The Wildlife Photographer of the Year 2021 competition has started and the organisers have now released stunning images of entries received.
Images of an Iberian lynx framed in a doorway, cheetahs swimming in a raging river and blood dripping from the muzzle of a lioness are among the unbelievable shots captured.
There were a record number of entries to the 57th edition of the competition, which is organized by the Natural History Museum in London, and a selection of “highly commended” images was released Tuesday evening, August 31.
Industry experts selected among 50,000 submissions from photographers in 95 countries, judging for “creativity, originality, and technical excellence.

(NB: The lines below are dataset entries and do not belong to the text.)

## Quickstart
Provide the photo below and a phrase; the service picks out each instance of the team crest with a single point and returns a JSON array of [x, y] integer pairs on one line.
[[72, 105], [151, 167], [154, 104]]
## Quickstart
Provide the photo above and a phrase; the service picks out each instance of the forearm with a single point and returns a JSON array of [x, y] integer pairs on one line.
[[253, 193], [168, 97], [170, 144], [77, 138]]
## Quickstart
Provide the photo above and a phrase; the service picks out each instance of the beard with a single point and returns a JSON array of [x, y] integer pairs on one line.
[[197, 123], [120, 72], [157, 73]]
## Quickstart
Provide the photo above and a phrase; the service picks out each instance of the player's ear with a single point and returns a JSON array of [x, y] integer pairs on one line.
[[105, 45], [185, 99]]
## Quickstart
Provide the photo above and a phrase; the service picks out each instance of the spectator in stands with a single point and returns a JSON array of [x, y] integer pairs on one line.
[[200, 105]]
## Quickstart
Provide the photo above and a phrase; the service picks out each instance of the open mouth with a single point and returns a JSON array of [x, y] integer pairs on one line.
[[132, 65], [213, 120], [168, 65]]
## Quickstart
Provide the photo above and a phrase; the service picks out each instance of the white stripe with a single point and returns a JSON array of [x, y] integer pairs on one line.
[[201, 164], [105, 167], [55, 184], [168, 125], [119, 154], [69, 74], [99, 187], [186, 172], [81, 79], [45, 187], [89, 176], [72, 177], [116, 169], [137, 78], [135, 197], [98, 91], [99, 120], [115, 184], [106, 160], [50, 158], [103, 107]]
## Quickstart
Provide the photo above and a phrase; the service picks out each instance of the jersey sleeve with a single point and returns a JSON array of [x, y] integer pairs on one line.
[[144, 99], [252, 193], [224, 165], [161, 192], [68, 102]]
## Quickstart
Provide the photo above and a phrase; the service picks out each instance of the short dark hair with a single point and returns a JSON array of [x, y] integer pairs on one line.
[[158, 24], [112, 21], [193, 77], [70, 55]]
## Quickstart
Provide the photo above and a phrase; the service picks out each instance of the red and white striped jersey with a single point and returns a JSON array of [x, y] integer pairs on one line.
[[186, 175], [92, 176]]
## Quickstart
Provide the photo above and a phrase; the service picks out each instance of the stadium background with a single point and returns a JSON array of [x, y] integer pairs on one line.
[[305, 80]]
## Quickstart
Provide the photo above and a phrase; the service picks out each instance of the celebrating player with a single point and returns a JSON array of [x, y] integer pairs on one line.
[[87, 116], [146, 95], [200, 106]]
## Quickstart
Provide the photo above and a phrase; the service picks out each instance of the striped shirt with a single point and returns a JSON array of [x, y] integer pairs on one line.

The category winners will be announced on October 12 and will feature in an exhibition set to open on October 15 and run until June 5 2022.
See more images below.
US photographer Jack Zhi shot this image of a young white-tailed kite taking a live mouse from its father in mid-air.
This image of a lioness dripping with bright red blood was taken by British photographer Lara Jackson in the Serengeti National Park, Tanzania.
Sri Lankan-Australian photographer Buddhilini de Soyza feared these male cheetahs wouldn’t make it out of a flooded river in Masai Mara, Kenya.
Mangrove swamps provide a buffer between Kakinada city and the sea in Andhra Pradesh, India, as shot by Indian photographer Rakesh Pulapa.
French photographer Laurent Ballesta found thousands of narwhal shrimp in deep water in the French Mediterranean.
Wei Fu, from Thailand, captured this struggle between a golden tree snake and a red-spotted tokay gecko.
Norwegian photographer Audun Rikardsen shows a slick of dying herrings covering the surface of the sea off the Norwegian coast.
An Apollo butterfly lands on an oxeye daisy in the Haut-Jura Regional Nature Park, eastern France, as shot by French photographer Emelin Dupieux.
This orphaned gray-headed flying fox was caught on camera by Australian photographer Douglas Gimesy.
American photographer Jonny Armstrong shows a fox busy searching in the shallows for salmon carcasses that had died after spawning.